People will be reluctant to hop on a plane to meet clients or attend conferences. How this will affect the pharmaceutical marketplace is unclear. I know that hospitals are losing millions of dollars a day waiting for patients to return.

MTT: Will pharmaceutical companies have to adjust their pricing? How can they cut back on their costs?

KC: I think everything will be more expensive. People are not going into big clinical trials, which means companies will need to move clinical trial visits into the patient’s home. That adds more cost to the system.

I do not think there will be any reduction in the cost of pharmaceutical medications in the near future.

MTT: Do you think the FDA is going to respond? Do you think they are going to relax the clinical trial requirements?

KC: I think they are cautiously trying to do some of that for antiretrovirals and for vaccines for COVID-19 itself. But they are not going to restrict their standards for any other disease states because they are charged with keeping us safe and can’t relax requirements for anything other than COVID-19.

If anything, new drugs will take longer because the FDA is overwhelmed right now. All of our vendors, from pharmacies to wholesalers to patient support services providers, are three to four months behind because they’re working from home.
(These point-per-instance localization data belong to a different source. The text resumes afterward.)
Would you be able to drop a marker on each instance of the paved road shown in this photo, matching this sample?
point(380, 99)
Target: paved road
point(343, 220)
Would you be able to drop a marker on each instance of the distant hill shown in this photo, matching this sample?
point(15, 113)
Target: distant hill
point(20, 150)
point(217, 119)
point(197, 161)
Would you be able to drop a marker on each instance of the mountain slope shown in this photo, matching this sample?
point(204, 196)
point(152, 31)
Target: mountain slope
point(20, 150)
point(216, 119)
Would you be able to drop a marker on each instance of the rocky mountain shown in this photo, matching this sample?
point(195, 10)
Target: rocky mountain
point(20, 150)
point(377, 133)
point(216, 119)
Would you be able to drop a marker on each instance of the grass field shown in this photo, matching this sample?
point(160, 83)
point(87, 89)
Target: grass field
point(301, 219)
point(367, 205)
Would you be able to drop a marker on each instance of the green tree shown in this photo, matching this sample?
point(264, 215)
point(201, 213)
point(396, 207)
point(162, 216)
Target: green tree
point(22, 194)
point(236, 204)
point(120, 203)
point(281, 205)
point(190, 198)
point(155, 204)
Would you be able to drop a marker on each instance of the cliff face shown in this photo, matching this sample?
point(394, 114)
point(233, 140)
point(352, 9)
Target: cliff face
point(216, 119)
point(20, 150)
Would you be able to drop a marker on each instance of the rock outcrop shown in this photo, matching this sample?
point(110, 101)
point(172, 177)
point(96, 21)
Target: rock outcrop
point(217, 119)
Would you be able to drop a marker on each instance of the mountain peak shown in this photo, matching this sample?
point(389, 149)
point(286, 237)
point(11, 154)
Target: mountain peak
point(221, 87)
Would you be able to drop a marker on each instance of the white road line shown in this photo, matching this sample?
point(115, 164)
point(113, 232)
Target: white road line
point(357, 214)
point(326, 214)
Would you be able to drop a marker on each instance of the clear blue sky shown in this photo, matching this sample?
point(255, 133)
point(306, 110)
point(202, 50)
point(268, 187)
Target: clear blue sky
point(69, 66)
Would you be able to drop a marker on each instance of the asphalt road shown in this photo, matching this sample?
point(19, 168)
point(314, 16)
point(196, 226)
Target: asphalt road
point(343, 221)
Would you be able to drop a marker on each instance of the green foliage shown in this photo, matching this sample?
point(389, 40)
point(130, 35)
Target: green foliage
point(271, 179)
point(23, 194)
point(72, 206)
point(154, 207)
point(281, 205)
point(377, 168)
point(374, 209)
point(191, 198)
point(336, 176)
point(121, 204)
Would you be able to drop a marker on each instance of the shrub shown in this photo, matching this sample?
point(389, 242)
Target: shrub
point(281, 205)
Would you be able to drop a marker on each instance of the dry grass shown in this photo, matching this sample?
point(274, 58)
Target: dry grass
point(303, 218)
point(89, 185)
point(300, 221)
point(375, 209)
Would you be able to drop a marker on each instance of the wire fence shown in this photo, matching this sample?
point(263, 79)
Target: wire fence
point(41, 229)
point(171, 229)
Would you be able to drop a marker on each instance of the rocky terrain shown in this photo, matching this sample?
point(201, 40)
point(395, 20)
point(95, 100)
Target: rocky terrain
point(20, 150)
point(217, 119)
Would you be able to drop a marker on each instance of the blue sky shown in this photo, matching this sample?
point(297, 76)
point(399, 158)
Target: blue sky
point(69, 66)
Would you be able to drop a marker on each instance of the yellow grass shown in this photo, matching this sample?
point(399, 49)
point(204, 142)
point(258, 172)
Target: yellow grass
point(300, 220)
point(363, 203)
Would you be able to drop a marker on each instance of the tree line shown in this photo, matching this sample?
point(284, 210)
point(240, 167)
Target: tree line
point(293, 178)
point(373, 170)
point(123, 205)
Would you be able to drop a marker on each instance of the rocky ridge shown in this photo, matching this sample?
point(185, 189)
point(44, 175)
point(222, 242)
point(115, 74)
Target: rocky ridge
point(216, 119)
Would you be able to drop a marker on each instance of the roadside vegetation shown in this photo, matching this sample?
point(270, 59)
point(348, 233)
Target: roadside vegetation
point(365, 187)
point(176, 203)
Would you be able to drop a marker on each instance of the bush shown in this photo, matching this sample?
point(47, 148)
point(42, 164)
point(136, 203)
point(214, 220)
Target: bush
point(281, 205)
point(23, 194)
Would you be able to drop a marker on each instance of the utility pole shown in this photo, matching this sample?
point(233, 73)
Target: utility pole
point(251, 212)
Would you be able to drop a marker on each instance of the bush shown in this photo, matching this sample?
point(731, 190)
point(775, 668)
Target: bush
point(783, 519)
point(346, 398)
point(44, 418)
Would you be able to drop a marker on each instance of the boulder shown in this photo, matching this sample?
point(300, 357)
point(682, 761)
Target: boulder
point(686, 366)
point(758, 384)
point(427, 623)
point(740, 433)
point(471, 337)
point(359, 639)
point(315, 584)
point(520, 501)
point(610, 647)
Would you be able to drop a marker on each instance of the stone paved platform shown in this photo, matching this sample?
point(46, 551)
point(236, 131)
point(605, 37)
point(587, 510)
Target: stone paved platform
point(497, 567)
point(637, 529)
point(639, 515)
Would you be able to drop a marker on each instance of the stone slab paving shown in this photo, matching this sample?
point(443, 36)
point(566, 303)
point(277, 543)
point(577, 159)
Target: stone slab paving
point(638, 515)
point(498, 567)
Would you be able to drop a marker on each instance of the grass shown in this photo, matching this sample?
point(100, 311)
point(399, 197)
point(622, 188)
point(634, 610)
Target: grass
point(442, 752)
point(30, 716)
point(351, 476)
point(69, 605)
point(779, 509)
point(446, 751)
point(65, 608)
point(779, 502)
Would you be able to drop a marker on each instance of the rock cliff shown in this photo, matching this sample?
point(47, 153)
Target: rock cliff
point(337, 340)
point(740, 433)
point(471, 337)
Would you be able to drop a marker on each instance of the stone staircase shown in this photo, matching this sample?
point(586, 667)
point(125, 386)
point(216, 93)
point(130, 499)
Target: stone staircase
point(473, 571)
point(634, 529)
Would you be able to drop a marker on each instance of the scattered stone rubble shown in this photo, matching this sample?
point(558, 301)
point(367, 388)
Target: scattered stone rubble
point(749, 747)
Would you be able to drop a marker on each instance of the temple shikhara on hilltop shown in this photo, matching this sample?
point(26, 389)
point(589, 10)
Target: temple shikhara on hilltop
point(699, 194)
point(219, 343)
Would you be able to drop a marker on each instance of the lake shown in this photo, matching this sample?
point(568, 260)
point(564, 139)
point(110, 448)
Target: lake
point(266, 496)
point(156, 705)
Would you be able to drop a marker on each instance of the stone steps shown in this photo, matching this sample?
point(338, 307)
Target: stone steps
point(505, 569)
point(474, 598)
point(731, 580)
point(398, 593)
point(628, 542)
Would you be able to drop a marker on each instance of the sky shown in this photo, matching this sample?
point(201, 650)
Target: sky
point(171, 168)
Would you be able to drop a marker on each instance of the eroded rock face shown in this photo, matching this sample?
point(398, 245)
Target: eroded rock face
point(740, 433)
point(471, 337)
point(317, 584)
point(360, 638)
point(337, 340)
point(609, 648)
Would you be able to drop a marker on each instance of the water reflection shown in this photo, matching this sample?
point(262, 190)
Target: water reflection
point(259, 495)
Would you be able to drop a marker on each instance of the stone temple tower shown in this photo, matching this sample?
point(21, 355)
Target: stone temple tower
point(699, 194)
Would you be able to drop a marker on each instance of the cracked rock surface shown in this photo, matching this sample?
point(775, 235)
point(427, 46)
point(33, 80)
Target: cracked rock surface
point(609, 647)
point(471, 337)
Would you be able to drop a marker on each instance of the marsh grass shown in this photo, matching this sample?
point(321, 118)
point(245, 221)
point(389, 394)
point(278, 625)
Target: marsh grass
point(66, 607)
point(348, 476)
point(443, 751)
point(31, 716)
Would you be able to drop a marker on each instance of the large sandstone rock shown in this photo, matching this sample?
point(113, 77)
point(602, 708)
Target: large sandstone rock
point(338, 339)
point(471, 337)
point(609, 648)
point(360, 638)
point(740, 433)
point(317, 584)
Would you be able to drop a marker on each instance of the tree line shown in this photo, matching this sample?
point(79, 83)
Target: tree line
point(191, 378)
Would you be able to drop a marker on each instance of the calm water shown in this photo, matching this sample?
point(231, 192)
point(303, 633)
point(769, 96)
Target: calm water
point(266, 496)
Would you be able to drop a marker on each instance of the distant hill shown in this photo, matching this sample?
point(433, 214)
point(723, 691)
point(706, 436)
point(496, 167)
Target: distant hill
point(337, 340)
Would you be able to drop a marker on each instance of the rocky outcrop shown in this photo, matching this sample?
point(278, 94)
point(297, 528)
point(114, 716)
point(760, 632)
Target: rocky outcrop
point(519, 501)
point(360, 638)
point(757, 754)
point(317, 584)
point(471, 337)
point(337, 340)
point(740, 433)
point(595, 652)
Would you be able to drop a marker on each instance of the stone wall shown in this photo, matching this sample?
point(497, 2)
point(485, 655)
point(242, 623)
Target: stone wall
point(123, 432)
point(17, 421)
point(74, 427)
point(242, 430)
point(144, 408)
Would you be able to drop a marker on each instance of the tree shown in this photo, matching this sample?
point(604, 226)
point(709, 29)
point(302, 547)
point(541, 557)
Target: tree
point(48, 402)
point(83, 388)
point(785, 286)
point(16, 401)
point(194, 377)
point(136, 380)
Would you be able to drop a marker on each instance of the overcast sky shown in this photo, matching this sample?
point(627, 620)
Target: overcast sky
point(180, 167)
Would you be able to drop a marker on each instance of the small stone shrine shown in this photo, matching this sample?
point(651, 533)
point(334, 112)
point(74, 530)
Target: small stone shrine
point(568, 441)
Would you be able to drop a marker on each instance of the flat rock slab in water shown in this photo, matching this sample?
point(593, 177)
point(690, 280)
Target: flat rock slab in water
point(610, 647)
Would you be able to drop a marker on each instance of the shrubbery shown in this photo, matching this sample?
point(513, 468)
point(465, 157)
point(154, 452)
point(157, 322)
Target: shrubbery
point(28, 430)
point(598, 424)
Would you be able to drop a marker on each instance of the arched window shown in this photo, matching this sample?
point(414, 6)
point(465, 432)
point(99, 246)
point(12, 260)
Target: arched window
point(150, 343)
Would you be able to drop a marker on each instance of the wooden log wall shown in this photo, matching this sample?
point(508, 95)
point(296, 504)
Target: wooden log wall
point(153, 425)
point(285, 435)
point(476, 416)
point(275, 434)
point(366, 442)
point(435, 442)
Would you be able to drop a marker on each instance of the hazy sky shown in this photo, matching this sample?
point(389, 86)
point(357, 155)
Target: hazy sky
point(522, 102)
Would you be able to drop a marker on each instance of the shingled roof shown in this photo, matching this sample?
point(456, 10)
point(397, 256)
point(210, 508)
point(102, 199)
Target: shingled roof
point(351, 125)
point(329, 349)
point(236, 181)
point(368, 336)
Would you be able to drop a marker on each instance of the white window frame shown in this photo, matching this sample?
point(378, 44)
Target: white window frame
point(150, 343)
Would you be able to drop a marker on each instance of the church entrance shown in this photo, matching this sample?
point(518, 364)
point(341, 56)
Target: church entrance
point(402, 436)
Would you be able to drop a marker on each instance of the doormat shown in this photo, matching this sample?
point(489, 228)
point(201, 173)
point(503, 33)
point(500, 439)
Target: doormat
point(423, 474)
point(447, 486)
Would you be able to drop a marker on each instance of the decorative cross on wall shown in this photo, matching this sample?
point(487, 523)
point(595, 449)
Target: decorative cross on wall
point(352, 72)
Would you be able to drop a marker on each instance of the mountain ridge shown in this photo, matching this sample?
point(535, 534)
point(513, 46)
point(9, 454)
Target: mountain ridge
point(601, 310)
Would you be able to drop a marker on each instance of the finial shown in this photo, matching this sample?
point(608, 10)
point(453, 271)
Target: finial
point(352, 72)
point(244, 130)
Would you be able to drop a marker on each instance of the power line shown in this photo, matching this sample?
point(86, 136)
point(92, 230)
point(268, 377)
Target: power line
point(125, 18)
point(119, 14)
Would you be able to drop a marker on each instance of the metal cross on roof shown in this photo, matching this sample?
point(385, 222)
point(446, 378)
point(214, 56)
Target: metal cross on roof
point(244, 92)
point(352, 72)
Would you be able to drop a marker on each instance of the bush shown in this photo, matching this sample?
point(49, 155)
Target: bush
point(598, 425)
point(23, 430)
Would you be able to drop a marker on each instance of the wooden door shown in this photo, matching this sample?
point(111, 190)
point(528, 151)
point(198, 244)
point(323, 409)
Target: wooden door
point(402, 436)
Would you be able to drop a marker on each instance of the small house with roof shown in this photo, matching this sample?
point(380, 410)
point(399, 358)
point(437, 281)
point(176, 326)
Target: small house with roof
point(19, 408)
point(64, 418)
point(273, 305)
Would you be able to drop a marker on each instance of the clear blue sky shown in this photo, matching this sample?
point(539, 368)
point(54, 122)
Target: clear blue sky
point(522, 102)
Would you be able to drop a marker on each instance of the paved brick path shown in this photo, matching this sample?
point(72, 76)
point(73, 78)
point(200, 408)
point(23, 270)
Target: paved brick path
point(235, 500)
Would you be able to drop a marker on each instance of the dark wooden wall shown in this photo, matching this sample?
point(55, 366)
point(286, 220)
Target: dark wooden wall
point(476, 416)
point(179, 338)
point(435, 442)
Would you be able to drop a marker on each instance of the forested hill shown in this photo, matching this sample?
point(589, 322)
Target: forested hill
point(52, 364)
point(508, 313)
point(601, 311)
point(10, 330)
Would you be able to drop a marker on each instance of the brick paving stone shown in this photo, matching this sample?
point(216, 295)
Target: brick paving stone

MTT: Do you work with any pharmaceutical companies outside of the United States?

KC: We have an office in Zug, Switzerland.

We help companies understand how to launch their specialty products in Germany, France, Italy and so on. Every country is different, so it has taken us quite a few years to understand how to do that work.

Expanded Access Programs are an example of how our work can be different in Europe. Many countries allow programs that supply novel medications to patients before they are approved by the EMA in disease states that present a significant unmet need. At Archbow, we help pharma manufacturers understand how to establish and manage an effective Expanded Access Program, to the benefit of their overall commercial strategy.  These programs exist in the U.S. as well, but the regulatory guidelines are significant. Understanding each country’s unique nuance is where we can add the most value.

We help design global distribution strategies, Expanded Access Programs, and pricing strategies through a sophisticated software pricing tool. Understand country-by-country pricing globally is essential to the success of any pharmaceutical product.